Los carruajes de los generales llegaron primero a la puerta del templo, los tres hombres se agacharon y se inclinaron ante la presencia de la Diosa que aquel templo significaba. Para ellos Artemisa era una diosa importante, en especial para las falanges de arqueros del ejército pues ella era la Diosa de los arqueros, de la Luna y de la victoria durante los combates nocturnos y con poca luz. La presencia de la luz de luna que rompe las tinieblas era la bendición esperada por los hombres de Alejandro durante los días más oscuros en los campos de batalla y muerte, por eso sabían que la bendición de Artemisa les daría fuerza para cruzar la oscuridad del Hades. Sin su bendición se sentirían inseguros durante el asedio a Persépolis. Para el propio Alejandro era importante tener la venia de Artemisa, la Diosa de la noche, pues él mismo auguraba una dura resistencia de los persas y no deseaba sufrir muchas bajas.
El carruaje de Alejandro llegó poco después que el de sus generales. Se bajó lentamente y miró la entrada del templo como si estuviera parado de igual a igual ante la Diosa. Para él la presencia de Artemisa era más un favor de una Diosa a un Dios que una suerte de sortilegio divino hacia un hombre mortal de carne y hueso. La gente también lo sabía y cuando vieron a Alejandro parado frente al Templo de Artemisa, sintieron como si un Dios visitara la casa de otro Dios. El encuentro de dos dioses conmovió a los presentes y sobrecogió su alma hasta que no supieron qué sentir.

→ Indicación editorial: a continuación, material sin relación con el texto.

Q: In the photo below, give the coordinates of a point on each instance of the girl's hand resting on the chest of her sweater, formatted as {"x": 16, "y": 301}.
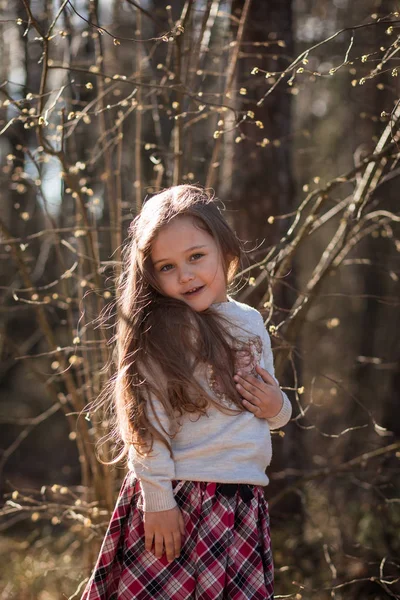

Una mujer vestida con una larga túnica de un profundo color violeta apareció en la entrada del templo, su capucha ocultaba su rostro y su identidad tras un velo de misterio. Llevaba una cota de malla plateada, brazales bruñidos, hombreras redondeadas y botas de cuero; en su espalda colgaba un arco y una aljaba llena de flechas. Alejandro la vio y de inmediato evocó a las amazonas, una raza de mujeres guerreras que excluían a los hombres de su sociedad. La gente decía que las amazonas tenían ocasionalmente relaciones sexuales con hombres de los países vecinos, y mataban o enviaban a vivir con sus padres a los hijos varones que parían. Las niñas eran entrenadas como arqueras para la guerra y se hacían célebres por la belleza que desarrollaban desde la más tierna juventud. Artemisa era también la diosa de las amazonas, razón por la que a Alejandro no le sorprendió la presencia de una de ellas en el templo de Éfeso. Aristóteles le había dicho que las amazonas estuvieron casi constantemente en guerra con Grecia y combatieron también a otras naciones. Incluso estuvieron aliadas con los troyanos, y durante el sitio de Troya su reina fue asesinada por Aquiles.